Le 3 mai 1955, la Société historique du Lac Saint-Louis inaugure la vocation muséale des bâtiments militaires de l’île Sainte-Hélène en présentant une petite exposition d’armes et de documents dans le blockhaus des Fenians. Peu après, le fort accueille la collection grandissante de cette société et devient le Musée militaire et maritime de Montréal. Connu aujourd’hui sous le nom de « Musée Stewart », il perpétue le souvenir de l’utilisation par les militaires de l’île Sainte-Hélène. En plus de l’arsenal, occupé désormais par le Musée Stewart, les fortifications, la petite poudrière et le sous-sol de la caserne du fort ont subsisté.

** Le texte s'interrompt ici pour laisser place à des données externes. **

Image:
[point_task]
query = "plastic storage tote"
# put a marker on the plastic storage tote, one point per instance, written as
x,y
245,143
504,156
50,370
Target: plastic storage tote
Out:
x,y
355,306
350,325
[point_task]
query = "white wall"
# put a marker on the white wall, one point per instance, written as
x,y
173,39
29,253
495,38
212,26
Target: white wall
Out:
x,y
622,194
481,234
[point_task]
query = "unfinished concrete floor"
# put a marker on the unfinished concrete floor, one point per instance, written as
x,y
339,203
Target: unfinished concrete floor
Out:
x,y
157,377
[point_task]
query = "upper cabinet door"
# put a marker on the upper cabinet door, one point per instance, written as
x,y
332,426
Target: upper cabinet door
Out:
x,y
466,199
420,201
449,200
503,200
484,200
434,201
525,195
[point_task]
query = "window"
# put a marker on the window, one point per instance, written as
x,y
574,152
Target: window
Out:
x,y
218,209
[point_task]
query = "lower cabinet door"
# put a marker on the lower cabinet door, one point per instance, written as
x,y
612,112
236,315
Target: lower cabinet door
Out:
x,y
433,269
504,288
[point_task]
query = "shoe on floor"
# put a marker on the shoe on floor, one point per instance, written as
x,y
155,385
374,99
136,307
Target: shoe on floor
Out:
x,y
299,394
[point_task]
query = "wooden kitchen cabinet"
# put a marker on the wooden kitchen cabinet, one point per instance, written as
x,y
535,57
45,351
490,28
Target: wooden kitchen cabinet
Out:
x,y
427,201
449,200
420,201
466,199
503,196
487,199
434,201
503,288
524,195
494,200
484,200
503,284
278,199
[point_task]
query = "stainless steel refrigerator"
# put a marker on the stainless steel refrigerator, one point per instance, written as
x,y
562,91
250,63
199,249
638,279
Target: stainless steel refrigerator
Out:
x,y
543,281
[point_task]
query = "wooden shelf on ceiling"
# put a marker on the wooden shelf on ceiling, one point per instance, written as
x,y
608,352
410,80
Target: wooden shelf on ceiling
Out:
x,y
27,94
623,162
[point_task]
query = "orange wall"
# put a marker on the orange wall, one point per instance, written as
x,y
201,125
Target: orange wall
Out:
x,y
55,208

Hormis cet ensemble, la poudrière de la Vallée des Ormes (aujourd’hui abandonnée) et un petit cimetière militaire composent le reste des vestiges de l’utilisation militaire de l’île, le blockhaus ayant été détruit pour la troisième fois par un incendie en 1997. Quant à la tour de Lévis, construite en 1936-1937 comme réservoir d’eau d’une capacité de 4500 hectolitres, elle n’a de militaire que son style architectural!

Cet article est paru dans le numéro 35 du bulletin imprimé Montréal Clic, publié par le Centre d’histoire de 1991 à 2008.